Tuesday, August 8th, 2006

From Kevin Vanhoozer in The Drama of Doctrine:

The sermon, not some leadership philosophy or management scheme, remains the prime means of pastoral direction and hence the pastor’s paramount responsibility. The good sermon contains both script analysis and situation analysis. It is in the sermon that the pastor weaves together theo-dramatic truth and local knowledge. The sermon is the best frontal assault on imaginations held captive by secular stories that promise other ways to the good life. Most important, the sermon envisions ways for the local congregation to become a parable of the kingdom of God. It is the pastor’s/director’s vocation to help congregations hear (understand) and do (perform) God’s word in and for the present.

Oops, my sermon just went anthro

Saturday, August 5th, 2006

No preacher sets out to be anthropocentric. It usually happens when preachers try to be relevant by crossing the gap between the world of Scripture and the world of today, but fail to bridge this gap properly. They end up transferring isolated elements of the text rather than its central message.

This leads to preachers, for instance, using the story of Joseph being thrown into a pit to talk about the pits of depression, or of David’s lamenting of the death of Absalom to talk about parenting.

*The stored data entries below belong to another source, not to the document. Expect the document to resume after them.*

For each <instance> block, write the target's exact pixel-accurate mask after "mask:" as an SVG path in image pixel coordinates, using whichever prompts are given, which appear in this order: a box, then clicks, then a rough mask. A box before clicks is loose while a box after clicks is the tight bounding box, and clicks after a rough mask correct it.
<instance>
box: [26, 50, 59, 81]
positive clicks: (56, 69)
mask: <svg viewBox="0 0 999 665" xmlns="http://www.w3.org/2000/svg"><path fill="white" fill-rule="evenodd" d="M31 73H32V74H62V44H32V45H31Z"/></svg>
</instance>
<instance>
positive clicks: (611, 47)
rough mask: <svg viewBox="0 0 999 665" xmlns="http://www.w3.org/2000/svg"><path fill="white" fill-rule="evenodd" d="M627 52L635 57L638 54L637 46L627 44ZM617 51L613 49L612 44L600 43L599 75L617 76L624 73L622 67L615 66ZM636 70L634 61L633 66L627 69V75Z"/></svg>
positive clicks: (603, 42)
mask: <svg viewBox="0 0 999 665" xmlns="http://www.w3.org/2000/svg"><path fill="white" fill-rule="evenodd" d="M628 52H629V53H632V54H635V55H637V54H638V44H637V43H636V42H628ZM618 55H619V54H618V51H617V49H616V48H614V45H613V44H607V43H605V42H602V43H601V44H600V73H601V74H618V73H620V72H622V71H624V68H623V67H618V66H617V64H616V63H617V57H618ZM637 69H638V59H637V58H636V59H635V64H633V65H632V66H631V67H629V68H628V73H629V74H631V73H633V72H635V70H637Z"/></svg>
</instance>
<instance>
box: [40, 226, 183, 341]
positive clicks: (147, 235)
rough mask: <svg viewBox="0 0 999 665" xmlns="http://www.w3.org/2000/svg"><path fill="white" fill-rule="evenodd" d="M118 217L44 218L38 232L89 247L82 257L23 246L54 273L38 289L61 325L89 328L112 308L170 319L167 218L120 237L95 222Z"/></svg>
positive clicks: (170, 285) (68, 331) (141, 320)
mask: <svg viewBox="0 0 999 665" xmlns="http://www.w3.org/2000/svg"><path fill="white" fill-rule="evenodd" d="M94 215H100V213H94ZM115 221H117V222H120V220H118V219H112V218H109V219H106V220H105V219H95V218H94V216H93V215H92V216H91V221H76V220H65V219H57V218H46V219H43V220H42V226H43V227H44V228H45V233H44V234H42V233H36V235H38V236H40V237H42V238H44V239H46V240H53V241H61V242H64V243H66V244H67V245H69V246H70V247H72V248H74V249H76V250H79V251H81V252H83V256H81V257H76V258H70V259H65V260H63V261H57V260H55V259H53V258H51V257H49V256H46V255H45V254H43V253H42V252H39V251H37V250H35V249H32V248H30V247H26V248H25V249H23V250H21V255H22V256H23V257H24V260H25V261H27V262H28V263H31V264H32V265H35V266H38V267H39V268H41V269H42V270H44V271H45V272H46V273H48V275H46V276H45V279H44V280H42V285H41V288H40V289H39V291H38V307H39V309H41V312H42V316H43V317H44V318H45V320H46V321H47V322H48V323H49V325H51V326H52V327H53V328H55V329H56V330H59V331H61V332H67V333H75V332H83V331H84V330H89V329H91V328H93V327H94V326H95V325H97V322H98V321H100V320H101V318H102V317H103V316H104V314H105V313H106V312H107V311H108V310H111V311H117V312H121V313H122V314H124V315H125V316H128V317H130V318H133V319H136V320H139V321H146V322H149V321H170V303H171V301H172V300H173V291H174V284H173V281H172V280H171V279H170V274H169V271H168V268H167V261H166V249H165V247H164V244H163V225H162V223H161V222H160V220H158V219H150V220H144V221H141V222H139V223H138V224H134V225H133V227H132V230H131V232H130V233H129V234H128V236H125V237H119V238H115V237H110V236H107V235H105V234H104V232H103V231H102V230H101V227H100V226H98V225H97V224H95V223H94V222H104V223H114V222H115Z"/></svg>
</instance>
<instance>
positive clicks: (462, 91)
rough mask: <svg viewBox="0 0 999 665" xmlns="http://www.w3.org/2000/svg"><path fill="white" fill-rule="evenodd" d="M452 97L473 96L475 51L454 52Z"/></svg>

Here, according to Sidney Greidanus in The Modern Preacher in the Ancient Text, are the ways that sermons go off the track and become anthropocentric:

  • Allegorizing, “which searches beneath the literal meaning of a passage for the ‘real’ meaning.” For instance, The Song of Solomon is understood in this approach to be about the love between Christ and the church.
  • Spiritualizing, which “discards the earthly, physical historical reality the text speaks about and crosses the gap with a spiritual analogy of that historical reality.” For instance, the story of Jesus stilling the storm is taken as a lesson on how Jesus handles “storms” on the “sea of life.”
  • Imitating Bible characters, which uses the characters of the preaching text as “examples or models for imitation.” For instance, Abraham is preached as an example of faith, or Joseph as someone who moves from pride to humility. Among other problems, this approach “tends to shift the theocentric focus of the Bible to an anthropocentric focus in the sermon” and is a “dead-end road for true biblical preaching.”
  • Moralizing, which emphasizes “virtues and vices, dos and don’ts” without “properly grounding these ethical demands in the scriptures.” This is common in biographical preaching, ignores the intention of the text, can turn “grace into law by presenting imperatives without the divine indicative,” and transforms “the theocentric focus of the Bible into anthropocentric sermons.” It transforms the Bible into a set of moral precepts and examples.